The law requires the DFEH to make the reports available to the California Division of Labor Standards Enforcement (DLSE) upon request and to maintain the pay data reports for a minimum of 10 years. It also authorizes the DFEH to seek an order requiring non-reporting employers to comply. In addition, the law authorizes the DFEH to “receive, investigate, conciliate, mediate, and prosecute complaints” alleging unlawful wage discrimination practices. The law prohibits any officer or employee of the DFEH or DLSE from making public any individually identifiable information obtained from the report before certain investigations or enforcement proceedings; it also requires the Employment Development Department to provide the DFEH with the names and addresses of all businesses with 100 or more employees.

Q. What concerns have employers raised about the pay data reports?

The new California law faces the same criticisms as the federal EEO-1 Component 2. For instance, some employers have argued that the collection of W-2 earnings will unnecessarily open the door to increased scrutiny and investigations because of the limited opportunities employers have to explain legitimate non-discriminatory reasons for pay disparities (e.g., education, training, experience, tenure, merit). Similarly, the new law does not take into account certain other differences between jobs, such as eligibility for overtime, commissions and bonuses, or employees working less than the entire year or being promoted during the year. Employers may provide “clarifying remarks,” but it is unclear how effectively that will protect employers from misguided enforcement efforts. Employers are also concerned about data privacy as well as the significant amount of time and resources that will be needed to complete a report that may produce data of limited value.

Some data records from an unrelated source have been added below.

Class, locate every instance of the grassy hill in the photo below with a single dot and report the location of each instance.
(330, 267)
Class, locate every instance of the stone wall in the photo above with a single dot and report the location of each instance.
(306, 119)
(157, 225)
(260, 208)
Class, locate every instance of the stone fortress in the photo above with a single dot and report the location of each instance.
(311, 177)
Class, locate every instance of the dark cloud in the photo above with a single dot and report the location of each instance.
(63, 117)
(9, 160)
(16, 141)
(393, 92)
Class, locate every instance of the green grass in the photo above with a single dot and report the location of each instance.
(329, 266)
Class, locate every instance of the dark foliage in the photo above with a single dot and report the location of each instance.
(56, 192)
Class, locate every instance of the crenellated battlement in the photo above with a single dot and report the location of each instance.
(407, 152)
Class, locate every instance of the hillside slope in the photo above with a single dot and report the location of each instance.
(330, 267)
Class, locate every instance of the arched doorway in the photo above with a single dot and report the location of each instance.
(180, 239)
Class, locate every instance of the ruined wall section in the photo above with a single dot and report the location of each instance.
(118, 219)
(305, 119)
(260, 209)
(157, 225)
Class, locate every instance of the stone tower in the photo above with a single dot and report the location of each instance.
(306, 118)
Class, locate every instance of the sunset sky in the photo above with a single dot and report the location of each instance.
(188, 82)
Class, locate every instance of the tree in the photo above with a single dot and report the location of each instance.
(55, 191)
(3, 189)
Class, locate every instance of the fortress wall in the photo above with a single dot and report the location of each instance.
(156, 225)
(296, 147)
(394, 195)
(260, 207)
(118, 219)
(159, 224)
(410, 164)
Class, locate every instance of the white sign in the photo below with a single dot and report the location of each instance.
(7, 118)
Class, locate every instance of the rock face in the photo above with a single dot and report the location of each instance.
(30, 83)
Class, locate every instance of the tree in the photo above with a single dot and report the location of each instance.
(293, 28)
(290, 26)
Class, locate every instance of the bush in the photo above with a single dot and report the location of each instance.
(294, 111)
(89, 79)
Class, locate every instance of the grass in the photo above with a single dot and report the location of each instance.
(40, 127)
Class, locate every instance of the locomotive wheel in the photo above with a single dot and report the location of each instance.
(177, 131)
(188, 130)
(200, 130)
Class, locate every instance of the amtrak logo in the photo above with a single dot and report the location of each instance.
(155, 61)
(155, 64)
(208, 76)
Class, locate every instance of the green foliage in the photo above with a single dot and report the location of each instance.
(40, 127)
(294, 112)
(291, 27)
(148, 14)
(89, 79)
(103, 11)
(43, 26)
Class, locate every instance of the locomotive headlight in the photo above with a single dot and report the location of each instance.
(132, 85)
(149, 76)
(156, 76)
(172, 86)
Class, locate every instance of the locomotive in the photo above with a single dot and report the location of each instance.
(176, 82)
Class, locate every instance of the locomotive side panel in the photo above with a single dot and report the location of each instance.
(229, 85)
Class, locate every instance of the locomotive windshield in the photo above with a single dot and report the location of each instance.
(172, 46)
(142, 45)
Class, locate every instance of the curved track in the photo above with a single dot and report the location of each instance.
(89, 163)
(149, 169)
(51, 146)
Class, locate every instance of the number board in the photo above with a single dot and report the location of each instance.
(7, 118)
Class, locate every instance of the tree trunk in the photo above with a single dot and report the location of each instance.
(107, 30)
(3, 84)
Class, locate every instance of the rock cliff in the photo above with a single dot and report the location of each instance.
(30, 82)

Q. How should employers start preparing?

Employers should begin determining how they will collect the necessary data by:

  • Ensuring that jobs are correctly classified according to the EEOC guidelines
  • Comparing and linking existing pay bands to those used by the Bureau of Labor Statistics
  • Determining how to report hours worked for exempt employees

In addition, employers should consider conducting a pay equity analysis to identify existing wage differences between employees doing “substantially similar work,” evaluate the reasons for the differentials and, where necessary, make adjustments.